For my money, this is the Bruce Lee classic - an excellent story, which is simple but has historical basis and lots of emotional power, a strong support cast, superb fight scenes. It's set in early 20th century Shanghai, where the Chinese were second class citizens in their own country - in particularly, according to this movie, they were persecuted by the Japanese.
Bruce Lee is the student of a real life Chinese martial arts guy who genuinely died under mysterious circumstances (we never meet him) who is determined not to take it from the Japanese. There are some very rousing moments like the Japanese (who are pretty much racially vilified in this film) taunting the Chinese, the sign that says "No dogs or Chinese allowed" (with a Sikh guard played by a browned-up Chinese), Lee's spectacular final leap (freeze frame death).

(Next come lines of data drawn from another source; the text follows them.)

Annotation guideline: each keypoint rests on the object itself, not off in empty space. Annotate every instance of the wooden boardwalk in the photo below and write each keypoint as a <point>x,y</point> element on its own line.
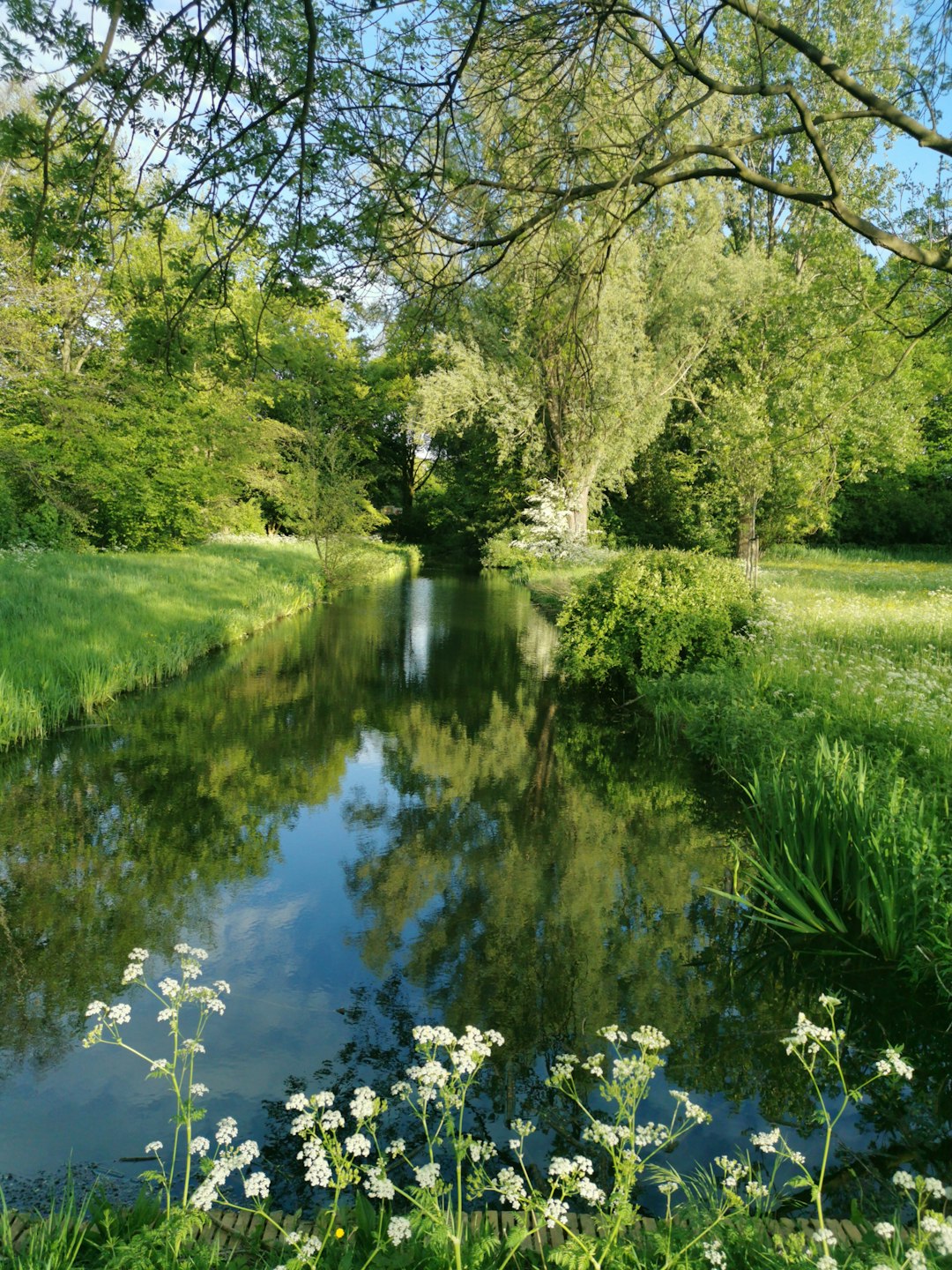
<point>235,1231</point>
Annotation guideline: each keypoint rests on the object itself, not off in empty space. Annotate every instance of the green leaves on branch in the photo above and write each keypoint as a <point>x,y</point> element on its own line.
<point>654,614</point>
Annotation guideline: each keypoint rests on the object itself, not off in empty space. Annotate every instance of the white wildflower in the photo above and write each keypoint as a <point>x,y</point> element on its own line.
<point>258,1186</point>
<point>651,1039</point>
<point>398,1229</point>
<point>316,1163</point>
<point>894,1065</point>
<point>227,1132</point>
<point>767,1142</point>
<point>362,1102</point>
<point>378,1185</point>
<point>555,1212</point>
<point>427,1177</point>
<point>714,1254</point>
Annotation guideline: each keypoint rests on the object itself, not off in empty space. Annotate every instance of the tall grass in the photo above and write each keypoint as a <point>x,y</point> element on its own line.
<point>837,727</point>
<point>78,630</point>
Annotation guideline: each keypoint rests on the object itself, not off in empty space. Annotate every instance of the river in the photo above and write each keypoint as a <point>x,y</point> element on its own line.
<point>381,813</point>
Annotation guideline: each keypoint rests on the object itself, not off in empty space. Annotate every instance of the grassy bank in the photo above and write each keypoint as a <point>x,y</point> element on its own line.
<point>405,1203</point>
<point>834,723</point>
<point>78,630</point>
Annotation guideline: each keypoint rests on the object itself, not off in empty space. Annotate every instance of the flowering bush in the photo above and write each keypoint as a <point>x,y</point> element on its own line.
<point>344,1148</point>
<point>652,614</point>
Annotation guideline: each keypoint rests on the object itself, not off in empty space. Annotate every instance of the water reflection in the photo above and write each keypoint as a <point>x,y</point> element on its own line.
<point>387,810</point>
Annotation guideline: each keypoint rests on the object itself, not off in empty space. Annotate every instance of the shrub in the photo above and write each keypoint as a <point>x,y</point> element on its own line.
<point>651,614</point>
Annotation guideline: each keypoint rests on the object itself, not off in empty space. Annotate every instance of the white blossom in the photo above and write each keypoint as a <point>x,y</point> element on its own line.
<point>651,1038</point>
<point>378,1185</point>
<point>362,1102</point>
<point>510,1186</point>
<point>258,1185</point>
<point>316,1163</point>
<point>767,1142</point>
<point>398,1229</point>
<point>894,1064</point>
<point>427,1177</point>
<point>714,1254</point>
<point>357,1145</point>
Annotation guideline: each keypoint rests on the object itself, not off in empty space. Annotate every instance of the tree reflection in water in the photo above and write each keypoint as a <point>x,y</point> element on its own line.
<point>525,863</point>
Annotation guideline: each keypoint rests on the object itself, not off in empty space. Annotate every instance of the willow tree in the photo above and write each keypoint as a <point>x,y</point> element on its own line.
<point>312,121</point>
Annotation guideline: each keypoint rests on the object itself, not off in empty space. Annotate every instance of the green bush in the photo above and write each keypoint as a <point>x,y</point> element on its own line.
<point>652,614</point>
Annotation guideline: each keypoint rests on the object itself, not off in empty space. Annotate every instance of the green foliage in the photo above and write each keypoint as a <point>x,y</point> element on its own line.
<point>836,848</point>
<point>654,614</point>
<point>836,725</point>
<point>80,629</point>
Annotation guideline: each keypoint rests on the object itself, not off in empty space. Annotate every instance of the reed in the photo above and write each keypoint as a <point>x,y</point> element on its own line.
<point>836,727</point>
<point>78,630</point>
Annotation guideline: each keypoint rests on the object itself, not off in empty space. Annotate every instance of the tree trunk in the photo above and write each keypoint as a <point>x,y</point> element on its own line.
<point>579,512</point>
<point>747,542</point>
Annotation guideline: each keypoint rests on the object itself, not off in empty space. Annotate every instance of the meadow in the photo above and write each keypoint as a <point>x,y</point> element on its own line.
<point>80,629</point>
<point>836,723</point>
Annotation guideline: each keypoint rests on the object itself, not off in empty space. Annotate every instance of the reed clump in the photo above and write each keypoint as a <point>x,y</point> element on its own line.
<point>836,725</point>
<point>80,629</point>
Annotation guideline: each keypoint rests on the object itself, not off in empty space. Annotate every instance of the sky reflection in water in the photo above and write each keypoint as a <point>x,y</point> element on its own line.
<point>377,814</point>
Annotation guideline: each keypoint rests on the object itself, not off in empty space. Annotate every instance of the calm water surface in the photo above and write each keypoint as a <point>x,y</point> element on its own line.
<point>385,813</point>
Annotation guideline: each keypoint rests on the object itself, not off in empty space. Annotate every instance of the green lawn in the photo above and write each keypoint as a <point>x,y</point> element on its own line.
<point>80,629</point>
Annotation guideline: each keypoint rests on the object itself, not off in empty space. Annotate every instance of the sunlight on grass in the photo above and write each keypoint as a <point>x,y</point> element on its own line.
<point>81,629</point>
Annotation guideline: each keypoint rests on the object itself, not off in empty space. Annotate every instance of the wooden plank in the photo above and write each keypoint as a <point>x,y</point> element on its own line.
<point>554,1236</point>
<point>19,1229</point>
<point>490,1218</point>
<point>533,1238</point>
<point>508,1221</point>
<point>242,1223</point>
<point>853,1233</point>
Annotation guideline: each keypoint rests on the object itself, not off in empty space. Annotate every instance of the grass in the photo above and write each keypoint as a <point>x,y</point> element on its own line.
<point>81,629</point>
<point>837,727</point>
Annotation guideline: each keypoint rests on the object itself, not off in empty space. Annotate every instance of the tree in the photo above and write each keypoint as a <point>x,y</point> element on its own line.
<point>749,94</point>
<point>316,123</point>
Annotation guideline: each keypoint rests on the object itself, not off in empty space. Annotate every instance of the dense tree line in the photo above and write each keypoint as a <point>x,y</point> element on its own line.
<point>614,262</point>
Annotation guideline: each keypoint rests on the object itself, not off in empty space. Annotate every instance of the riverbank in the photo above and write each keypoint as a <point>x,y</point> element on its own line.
<point>834,723</point>
<point>80,629</point>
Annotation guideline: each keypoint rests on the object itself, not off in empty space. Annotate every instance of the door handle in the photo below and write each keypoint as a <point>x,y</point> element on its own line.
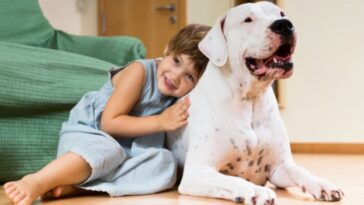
<point>167,7</point>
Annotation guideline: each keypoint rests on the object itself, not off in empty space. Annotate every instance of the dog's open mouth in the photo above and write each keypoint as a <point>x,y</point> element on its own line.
<point>277,66</point>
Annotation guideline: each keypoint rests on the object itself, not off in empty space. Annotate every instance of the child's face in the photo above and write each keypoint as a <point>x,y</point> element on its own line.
<point>176,75</point>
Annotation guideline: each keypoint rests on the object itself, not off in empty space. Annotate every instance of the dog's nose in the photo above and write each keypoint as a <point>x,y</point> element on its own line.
<point>283,27</point>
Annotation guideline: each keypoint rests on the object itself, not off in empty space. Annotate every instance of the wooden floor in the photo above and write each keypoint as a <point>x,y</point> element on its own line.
<point>347,171</point>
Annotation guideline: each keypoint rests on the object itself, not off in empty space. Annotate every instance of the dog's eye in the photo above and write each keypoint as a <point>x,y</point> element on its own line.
<point>247,20</point>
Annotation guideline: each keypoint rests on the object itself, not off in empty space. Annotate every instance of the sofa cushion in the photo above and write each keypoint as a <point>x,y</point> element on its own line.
<point>38,88</point>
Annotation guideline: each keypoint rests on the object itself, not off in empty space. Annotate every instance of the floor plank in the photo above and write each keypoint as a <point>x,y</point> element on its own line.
<point>347,171</point>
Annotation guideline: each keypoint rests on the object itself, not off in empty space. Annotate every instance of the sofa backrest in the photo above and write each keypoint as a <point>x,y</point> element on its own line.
<point>22,21</point>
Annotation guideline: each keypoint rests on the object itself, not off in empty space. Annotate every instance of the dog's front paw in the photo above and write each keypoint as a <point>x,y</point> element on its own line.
<point>324,190</point>
<point>256,195</point>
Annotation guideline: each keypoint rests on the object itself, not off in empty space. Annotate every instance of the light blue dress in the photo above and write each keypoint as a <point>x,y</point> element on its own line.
<point>122,166</point>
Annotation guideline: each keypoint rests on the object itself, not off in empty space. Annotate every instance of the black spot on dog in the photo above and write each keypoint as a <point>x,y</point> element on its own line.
<point>233,143</point>
<point>259,160</point>
<point>251,163</point>
<point>261,151</point>
<point>230,166</point>
<point>267,168</point>
<point>248,149</point>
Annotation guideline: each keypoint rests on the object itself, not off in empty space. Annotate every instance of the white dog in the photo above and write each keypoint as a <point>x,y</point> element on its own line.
<point>235,140</point>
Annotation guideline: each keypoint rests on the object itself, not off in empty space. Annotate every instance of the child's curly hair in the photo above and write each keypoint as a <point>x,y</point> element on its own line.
<point>186,42</point>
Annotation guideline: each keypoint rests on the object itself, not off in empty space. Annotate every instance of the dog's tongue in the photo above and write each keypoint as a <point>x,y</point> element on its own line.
<point>278,62</point>
<point>261,68</point>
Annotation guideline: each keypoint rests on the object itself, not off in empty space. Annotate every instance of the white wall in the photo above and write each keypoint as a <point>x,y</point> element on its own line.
<point>324,98</point>
<point>206,11</point>
<point>74,16</point>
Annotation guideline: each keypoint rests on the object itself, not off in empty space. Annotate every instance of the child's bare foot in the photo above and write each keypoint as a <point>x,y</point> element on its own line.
<point>23,191</point>
<point>64,191</point>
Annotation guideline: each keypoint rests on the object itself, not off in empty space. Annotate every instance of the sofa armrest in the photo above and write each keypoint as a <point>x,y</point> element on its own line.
<point>118,50</point>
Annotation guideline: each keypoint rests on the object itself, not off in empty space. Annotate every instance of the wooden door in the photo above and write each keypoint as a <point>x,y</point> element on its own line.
<point>152,21</point>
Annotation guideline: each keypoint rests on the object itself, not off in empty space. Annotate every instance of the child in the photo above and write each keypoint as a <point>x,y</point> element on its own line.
<point>113,139</point>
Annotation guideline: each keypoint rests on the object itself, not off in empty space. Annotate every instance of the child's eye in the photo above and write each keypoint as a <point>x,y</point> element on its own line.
<point>176,60</point>
<point>190,78</point>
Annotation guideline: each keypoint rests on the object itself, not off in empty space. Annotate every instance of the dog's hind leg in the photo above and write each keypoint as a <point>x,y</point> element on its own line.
<point>204,180</point>
<point>288,174</point>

This movie has a great atmosphere of doom and menace - the constant racism of the Japanese, the struggle of the school to survive, Lee taking out the baddies one by one but ultimately being doomed, the massacre of the Chinese school. The love affair subplot is simple stock stuff but provides some necessarily relief.
Of course there are the fight scenes which are incredible - particularly the one where Lee walks alone into the enemy school and takes them apart. All the others are of high quality too. Lee is in stunningly good form - lithe, charismatic, furious, deadly. Fantastic music score.